A esperança de um cético para embalagens
No circuito
Principais conclusões da conferência anual Impact da Sustainable Packaging Coalition.
Por Jon Smieja
5 de maio de 2023
Paul Nowak (diretor executivo da GreenBlue) e Allison Lin (vice-presidente global de sustentabilidade de embalagens da Mars) no palco principal do SPC Impact. Crédito: GreenBlue/SPC
Na semana passada fiz minha viagem anual para a conferência Impacto da Sustainable Packaging Coalition (SPC) em Austin, Texas. Continuo cético em relação a qualquer coisa que combine “embalagem” e “sustentabilidade” devido a todos os efeitos prejudiciais das embalagens sobre o meio ambiente até o momento. Dito isto, saí da conferência deste ano com uma nova esperança para o futuro. Aqui estão três razões para essa esperança.
A política de embalagens não é nova. Partes da Europa, por exemplo, já tinham leis de responsabilidade alargada do produtor (EPR) em vigor desde 1991, e essas leis expandiram-se globalmente muito rapidamente desde então. Para uma divertida visão histórica do EPR, confira este site da Multi-Material Stewardship Western, uma ONG de Saskatoon, Saskatchewan. Duas coisas mudaram nos últimos anos, porém, que considero dignas de nota.
Primeiro, os estados individuais aqui nos EUA começaram a adoptar os seus próprios regulamentos EPR. Até agora, Maine, Oregon, Colorado e Califórnia aprovaram leis, e o EPR foi debatido em várias outras legislaturas estaduais no ano passado. Esta abordagem regulatória estado a estado não é ideal, mas é um começo. À medida que mais estados aprovem estas leis, mais empresas ficarão confortáveis em cumpri-las e serão (eventualmente) incentivadas a inovar as suas embalagens para evitar o pagamento das taxas associadas.

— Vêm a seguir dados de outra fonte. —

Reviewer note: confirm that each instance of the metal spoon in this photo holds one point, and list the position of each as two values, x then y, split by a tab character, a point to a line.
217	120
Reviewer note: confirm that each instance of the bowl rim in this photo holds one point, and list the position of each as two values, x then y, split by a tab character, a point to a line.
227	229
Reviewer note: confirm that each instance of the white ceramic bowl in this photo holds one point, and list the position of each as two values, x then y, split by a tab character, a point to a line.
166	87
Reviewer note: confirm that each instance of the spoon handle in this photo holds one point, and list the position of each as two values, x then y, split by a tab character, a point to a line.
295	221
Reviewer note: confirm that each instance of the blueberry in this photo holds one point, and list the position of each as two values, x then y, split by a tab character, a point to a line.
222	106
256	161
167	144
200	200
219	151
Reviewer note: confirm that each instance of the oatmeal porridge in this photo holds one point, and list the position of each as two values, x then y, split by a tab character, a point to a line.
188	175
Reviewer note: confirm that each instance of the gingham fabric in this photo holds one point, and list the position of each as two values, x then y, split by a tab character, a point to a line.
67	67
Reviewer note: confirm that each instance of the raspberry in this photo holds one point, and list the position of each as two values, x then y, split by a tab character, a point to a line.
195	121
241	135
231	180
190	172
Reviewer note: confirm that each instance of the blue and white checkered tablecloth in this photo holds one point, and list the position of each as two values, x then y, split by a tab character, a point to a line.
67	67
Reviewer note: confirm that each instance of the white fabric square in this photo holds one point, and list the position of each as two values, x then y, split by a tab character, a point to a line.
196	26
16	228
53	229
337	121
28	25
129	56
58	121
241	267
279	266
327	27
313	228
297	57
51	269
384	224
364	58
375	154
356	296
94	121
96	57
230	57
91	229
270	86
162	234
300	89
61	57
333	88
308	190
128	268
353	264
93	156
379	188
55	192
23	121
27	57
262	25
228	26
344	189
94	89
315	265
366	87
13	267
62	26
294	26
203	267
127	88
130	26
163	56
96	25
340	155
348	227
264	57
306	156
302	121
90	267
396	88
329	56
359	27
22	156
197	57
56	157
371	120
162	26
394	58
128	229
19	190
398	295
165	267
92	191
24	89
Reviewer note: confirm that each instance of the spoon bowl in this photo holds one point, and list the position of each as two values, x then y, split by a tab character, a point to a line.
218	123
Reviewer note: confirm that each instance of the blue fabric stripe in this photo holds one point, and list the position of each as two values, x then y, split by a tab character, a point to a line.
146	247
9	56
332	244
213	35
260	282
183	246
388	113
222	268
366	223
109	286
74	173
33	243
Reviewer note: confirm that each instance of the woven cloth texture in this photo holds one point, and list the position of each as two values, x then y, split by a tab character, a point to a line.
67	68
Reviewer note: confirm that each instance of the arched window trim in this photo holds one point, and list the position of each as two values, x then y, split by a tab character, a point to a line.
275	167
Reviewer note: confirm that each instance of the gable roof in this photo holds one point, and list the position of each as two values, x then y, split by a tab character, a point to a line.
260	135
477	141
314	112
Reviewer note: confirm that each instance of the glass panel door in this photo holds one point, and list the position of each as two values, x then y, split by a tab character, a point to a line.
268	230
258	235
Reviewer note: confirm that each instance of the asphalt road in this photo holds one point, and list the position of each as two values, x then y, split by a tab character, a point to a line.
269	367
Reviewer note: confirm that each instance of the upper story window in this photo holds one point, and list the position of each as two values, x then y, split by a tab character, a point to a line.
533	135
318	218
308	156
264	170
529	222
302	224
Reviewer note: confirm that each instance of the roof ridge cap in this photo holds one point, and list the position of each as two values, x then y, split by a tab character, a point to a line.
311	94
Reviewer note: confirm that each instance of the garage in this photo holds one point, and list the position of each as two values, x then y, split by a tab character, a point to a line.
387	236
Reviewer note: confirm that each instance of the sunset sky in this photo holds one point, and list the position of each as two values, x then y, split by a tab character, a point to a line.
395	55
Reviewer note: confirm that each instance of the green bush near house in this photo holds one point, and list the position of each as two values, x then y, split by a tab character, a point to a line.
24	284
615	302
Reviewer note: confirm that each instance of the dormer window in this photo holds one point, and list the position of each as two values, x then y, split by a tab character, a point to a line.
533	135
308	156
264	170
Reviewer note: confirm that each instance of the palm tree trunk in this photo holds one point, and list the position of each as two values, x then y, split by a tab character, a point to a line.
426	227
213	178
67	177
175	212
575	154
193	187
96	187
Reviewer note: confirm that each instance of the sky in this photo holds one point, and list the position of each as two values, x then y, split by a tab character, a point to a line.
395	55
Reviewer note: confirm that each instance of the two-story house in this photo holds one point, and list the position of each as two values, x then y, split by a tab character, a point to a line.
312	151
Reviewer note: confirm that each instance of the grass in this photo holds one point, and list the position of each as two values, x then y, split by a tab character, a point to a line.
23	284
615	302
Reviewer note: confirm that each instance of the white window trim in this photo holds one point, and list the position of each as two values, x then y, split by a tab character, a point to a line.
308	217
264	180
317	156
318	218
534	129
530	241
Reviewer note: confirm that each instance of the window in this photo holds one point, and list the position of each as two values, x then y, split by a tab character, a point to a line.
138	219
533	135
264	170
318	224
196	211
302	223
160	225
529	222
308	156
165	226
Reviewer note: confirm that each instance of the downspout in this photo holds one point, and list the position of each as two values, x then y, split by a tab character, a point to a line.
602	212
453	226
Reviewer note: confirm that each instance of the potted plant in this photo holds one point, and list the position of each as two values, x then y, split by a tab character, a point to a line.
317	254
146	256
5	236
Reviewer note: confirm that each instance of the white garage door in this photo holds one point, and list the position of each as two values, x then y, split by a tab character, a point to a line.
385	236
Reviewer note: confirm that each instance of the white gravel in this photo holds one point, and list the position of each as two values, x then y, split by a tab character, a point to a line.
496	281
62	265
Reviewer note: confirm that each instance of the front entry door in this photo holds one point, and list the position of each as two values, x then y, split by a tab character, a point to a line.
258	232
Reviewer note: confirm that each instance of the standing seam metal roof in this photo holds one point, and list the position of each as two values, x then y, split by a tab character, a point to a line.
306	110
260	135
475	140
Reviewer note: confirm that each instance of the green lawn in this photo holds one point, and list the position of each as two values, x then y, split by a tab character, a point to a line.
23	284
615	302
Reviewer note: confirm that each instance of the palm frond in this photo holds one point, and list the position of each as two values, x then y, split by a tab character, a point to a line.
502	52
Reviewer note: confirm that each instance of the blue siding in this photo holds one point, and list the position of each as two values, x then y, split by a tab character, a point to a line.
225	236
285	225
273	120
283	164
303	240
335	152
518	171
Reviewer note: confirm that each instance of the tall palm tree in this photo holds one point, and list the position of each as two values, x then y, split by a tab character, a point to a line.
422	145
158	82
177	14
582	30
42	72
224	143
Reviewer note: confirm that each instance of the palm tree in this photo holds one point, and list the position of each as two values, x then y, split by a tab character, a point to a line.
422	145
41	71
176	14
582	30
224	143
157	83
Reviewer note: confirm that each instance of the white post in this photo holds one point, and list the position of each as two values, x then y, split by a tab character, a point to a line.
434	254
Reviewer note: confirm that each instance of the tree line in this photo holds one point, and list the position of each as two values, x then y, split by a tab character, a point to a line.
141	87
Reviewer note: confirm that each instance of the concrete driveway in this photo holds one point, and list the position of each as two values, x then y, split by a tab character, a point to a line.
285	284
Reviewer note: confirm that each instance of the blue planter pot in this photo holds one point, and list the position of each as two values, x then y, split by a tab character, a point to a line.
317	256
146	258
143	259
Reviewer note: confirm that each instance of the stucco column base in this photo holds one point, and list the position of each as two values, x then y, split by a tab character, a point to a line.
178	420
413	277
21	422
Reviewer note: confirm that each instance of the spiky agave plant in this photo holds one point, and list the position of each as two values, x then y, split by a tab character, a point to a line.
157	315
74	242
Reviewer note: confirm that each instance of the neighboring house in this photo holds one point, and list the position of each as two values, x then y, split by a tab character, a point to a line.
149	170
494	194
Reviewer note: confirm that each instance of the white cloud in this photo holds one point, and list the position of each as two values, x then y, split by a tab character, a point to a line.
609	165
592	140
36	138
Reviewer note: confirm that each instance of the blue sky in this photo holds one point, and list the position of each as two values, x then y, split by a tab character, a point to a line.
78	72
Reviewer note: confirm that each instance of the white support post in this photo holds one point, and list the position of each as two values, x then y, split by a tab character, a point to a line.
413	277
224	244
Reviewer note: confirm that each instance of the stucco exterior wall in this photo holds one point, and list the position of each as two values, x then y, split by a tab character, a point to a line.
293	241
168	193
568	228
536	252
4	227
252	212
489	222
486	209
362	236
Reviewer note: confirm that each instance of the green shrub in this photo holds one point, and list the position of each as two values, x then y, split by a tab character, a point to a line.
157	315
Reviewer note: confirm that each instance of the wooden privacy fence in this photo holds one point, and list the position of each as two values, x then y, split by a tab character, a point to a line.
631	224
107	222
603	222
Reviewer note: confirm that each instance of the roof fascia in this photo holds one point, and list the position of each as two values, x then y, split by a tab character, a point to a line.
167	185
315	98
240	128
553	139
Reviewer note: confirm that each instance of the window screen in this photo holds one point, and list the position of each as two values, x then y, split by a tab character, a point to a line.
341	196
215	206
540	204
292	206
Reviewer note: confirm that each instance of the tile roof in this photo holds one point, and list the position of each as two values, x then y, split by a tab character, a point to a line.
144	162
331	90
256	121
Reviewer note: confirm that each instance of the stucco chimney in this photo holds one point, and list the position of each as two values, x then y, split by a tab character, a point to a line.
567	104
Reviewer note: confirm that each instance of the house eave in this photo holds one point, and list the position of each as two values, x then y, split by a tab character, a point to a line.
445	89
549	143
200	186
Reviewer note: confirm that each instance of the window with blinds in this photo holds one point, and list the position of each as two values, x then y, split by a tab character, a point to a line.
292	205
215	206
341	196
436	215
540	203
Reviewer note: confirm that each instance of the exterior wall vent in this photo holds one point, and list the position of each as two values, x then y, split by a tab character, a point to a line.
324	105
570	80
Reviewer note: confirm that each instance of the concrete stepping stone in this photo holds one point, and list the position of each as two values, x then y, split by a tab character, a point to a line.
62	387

Em segundo lugar, as empresas parecem mais instruídas e mais confortáveis com o EPR. Tive o prazer de moderar uma sessão sobre o conceito na conferência deste ano e fiquei agradavelmente surpreendido com a participação. A sala estava cheia de gente de todos os setores da indústria de embalagens e a qualidade das perguntas do público foi excelente. Na verdade, as perguntas eram tão boas que consegui relaxar e fazer o meu melhor para responder às mais relevantes delas. Entre o Impacto do CEP do ano passado e este ano, notei uma mudança na discussão do ceticismo sobre EPR, do questionamento da validade da premissa para questões sobre implementação e inovação.
Adoro programas de reutilização de embalagens. Quando funcionam bem e proporcionam uma boa experiência às pessoas, podem ser muito eficazes na redução do impacto ambiental. De acordo com a Reusable Packaging Association e a Upstream Solutions, as embalagens reutilizáveis podem levar a menos resíduos sólidos, menores emissões de CO2, menor consumo de água e ainda menor desperdício e deterioração de produtos. O que ouço frequentemente, porém, é que os consumidores não estão preparados para a reutilização e valorizam demasiado a conveniência da cultura do descartável para mudarem. Concordo que este é definitivamente o caso em algumas situações. Por exemplo, quando a reutilização é oferecida como um pequeno programa piloto ou como um complemento adicional, ela tende a encontrar resistência mesmo por parte daqueles que geralmente a apoiam.
O SPC Impact organizou diversas conversas com inovadores em reutilização em diversos setores que estão encontrando participantes dispostos a seus programas.
Uma das maneiras pelas quais a reutilização está começando a se consolidar é em ambientes controlados. Vemos o sucesso da r.cup e da Turn oferecendo copos reutilizáveis para bebidas em locais de eventos e reuniões como uma prova. Nestes contextos, ambas as organizações reportam taxas de retorno próximas dos 90 por cento.
Outro caso de sucesso do SPC Impact é Mais Amigável. Esta empresa canadense é especializada em soluções de embalagens de refeições para viagem. Seus contêineres de polipropileno vêm em uma variedade de tamanhos e formatos, e a empresa oferece um programa de devolução baseado em aplicativo que permite aos usuários recuperar seu depósito sem problemas. Outro detalhe importante: os recipientes vêm com tampas e bases que não são fixadas umas nas outras. Dessa forma, se um componente estiver danificado, o outro ainda poderá ser utilizado. Talvez minha parte favorita deste programa? Os usuários podem optar por acumular seus depósitos em uma conta e doá-los para uma instituição de caridade de sua escolha. Brilhante.